My little boy became an adult today and did me and his owner proud  
He final ed in 4 of the 6 rings and is now know as
*Grand Champion alter, Mazpahs Mystic Magwi *   
I'm sooooooo proud of this lovely boy!and Karen his owner  
It was great to see Kat, Lyn Rich, and Ray and so many other friends
it was a great day at Tica!!!!!


----------



## Biawhiska (Mar 28, 2008)

Weldone.


----------



## Emstarz (May 20, 2008)

Well done May!!
and congratulations 
GRAND CHAMPION ALTER, MAZPAHS MYSTIC MAGWI 

You must be ever so proud!

Emily


----------



## Toby & Darwin (May 26, 2008)

Congratulations, you must be very proud of him.

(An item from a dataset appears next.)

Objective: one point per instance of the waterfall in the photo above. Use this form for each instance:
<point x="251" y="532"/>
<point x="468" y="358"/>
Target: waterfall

I have just looked on your website, he is a stunner!!!!

Well done 
xx


----------



## Debbie (Nov 10, 2007)

Congrats to you all 
Such a good feeling for you and he is a real stunner


----------



## Selk67U2 (May 5, 2008)

*Woo Hoo, well done May

"Congratulations" to GRAND CHAMPION ALTER, MAZPAHS MYSTIC MAGWI and his owner Karen*


----------



## minnie (Feb 14, 2008)

congratulations you must be sooo proud


----------



## Siamese Kelly (Jan 6, 2008)

*WOWWHAT A FANTASTIC END TO BEING A KITTEN AND A WONDERFUL START INTO ADULTHOOD,THIS AMAZINGLY HANDSOME YOUNG HAVANA LAD-SO ABSOLUTLEY DESERVES HIS TITLE OF TICA GRAND CHAMPION*


----------



## may (Nov 2, 2007)

Thanks to you all 
I'm over the moon!!


----------



## Kay73 (Mar 26, 2008)

well done ,


----------



## Schimmel (May 17, 2008)

Huge congratulations May  

I'm delighted for you mate, Gizmo is a wonderful boy and he has Nic's length and muscular body and great looks, (and his mother and grandmother's great eye colour). He is truly a credit to your breeding mate and I hope to have the pleasure of meeting him again at another TICA show


----------



## trish1200 (Mar 24, 2008)

Congratulations May


----------



## JANICE199 (Feb 1, 2008)

WOW!!! you must be SO proud. beautiful looking cats


----------



## Saynamore (Feb 28, 2008)

Many Congrats to all concerned! (doing big claps )

Without wanting to sound like a right numpty, what does 'alter' mean  (Never shown tica)


----------



## Schimmel (May 17, 2008)

An Alter is the equivalent of a GCCF Premier status i.e. Alter means Neuter.


----------



## Saynamore (Feb 28, 2008)

Aha, thought it might be same as premier, thanks for the confirmation


----------